Dass ein paar Regeln in Journalismus und Diplomatie nicht mehr gelten, seit Donald Trump US-Präsident ist, daran hat man sich gewöhnt. Große Tageszeitungen verlieren die Contenance, wenn sie über ihn berichten, seine Kollegen, unlängst Ex-Außenminister Sigmar Gabriel, mahnen, man solle dem Präsidenten nicht alles durchgehen lassen. Das bringt ihn in Rage, hat aber keine weiteren Konsequenzen.
Nun kommt Trump zum Nato-Gipfel nach Europa, und zum ersten Mal überhaupt nach Großbritannien. Dort fand er sein aufblasbares Abbild als sechs Meter hohen Ballon: Mit blonder Tolle und Smartphone, nackt bis auf eine Windel, so hat Leo Murray, Absolvent der Royal Academy of Arts und Aktivist, den Präsidenten dargestellt.
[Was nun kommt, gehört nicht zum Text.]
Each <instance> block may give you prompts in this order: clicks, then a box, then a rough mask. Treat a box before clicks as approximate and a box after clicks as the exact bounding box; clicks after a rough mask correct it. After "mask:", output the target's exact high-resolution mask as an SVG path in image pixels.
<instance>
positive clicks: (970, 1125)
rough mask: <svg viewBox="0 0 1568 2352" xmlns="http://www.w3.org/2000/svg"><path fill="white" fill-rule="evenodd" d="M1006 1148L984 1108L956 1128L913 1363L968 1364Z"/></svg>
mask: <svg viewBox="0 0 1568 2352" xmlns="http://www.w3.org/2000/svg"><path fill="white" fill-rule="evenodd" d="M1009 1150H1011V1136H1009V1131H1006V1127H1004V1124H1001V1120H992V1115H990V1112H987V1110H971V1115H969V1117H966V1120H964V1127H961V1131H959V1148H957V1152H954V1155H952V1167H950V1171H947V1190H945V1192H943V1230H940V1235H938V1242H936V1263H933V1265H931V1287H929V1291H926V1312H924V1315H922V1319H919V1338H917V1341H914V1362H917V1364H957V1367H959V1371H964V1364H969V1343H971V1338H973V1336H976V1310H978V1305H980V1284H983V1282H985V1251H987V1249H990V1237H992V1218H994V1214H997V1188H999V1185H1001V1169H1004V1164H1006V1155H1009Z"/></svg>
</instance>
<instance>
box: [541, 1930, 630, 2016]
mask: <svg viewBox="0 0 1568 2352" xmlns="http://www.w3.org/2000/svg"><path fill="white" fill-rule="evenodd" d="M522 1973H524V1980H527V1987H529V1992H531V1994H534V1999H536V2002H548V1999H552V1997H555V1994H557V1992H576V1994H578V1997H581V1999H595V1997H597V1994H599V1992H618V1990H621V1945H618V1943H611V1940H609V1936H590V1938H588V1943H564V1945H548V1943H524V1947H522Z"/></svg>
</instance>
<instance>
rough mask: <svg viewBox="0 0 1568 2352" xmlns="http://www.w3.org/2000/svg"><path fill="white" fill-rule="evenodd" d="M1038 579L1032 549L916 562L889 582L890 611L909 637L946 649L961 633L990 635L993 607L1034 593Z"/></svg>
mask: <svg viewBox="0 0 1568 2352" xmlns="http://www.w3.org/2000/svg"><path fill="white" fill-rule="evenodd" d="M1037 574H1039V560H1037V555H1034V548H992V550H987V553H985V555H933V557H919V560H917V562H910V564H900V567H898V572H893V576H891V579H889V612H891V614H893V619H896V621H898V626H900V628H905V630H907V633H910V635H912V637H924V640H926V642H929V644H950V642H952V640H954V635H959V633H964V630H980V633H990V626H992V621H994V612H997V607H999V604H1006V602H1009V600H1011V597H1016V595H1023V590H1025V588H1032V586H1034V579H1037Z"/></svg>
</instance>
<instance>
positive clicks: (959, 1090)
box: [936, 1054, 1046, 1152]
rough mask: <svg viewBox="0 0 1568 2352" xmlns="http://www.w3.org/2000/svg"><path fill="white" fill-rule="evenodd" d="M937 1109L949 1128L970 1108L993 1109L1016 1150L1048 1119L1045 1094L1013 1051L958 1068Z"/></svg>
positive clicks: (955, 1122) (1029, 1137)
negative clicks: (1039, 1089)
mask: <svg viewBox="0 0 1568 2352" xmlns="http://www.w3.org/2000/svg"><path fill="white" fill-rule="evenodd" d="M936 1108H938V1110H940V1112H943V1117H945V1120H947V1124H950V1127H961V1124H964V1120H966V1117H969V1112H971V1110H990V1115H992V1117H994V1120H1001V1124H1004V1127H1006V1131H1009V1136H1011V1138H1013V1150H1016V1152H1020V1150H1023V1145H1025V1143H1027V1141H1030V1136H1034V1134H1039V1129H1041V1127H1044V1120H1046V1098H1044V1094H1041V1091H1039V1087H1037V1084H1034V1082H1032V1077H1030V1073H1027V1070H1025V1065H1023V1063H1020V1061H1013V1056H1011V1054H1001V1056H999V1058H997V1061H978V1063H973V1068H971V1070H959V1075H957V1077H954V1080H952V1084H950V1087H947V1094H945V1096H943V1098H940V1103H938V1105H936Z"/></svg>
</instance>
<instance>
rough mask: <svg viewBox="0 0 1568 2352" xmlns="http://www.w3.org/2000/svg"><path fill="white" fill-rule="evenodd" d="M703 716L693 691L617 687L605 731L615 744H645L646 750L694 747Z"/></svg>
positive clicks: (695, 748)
Murray wurde einst festgenommen, weil er sich an den Westminster Palace gekettet hat, um gegen die Erweiterung des Flughafens Heathrow zu protestieren. Jetzt hat er 17.000 Pfund in einer Crowdfunding-Kampagne mit über 1000 Unterstützern gesammelt, damit das Trump-Baby über der Stadt fliegen kann. Damit will er die Premierministerin Theresa May dafür kritisieren, dass sie Trump überhaupt empfängt. Vorletzte Woche erlaubte der Londoner Bürgermeister Sadiq Khan jedenfalls, dass das aufblasbares Abbild jetzt über der Hauptstadt fliegen darf — während der Präsident zu Besuch ist.
Im vergangenen Sommer hat sich der Präsident mit dem Bürgermeister Sadiq Khan bei Twitter angelegt — er warf ihm mangelnde Strenge im Umgang mit Terroristen vor. Klar, wird man sagen, der Bürgermeister leistet sich hier eine Retourkutsche. Die Aktion ist aber auch ein Ausdruck der Hilflosigkeit: Wenn alle Kritik an dem Präsidenten abprallt, wählt man eben die unsubtilste Form der Kritik. Während sich der Präsident auf ein Treffen mit der Queen vorbereitete, startete der Ballon. Immerhin, die Botschaft scheint angekommen. Trump sagte, er fühle sich nicht willkommen, und: "Ich werde die Hauptstadt so weit es geht meiden."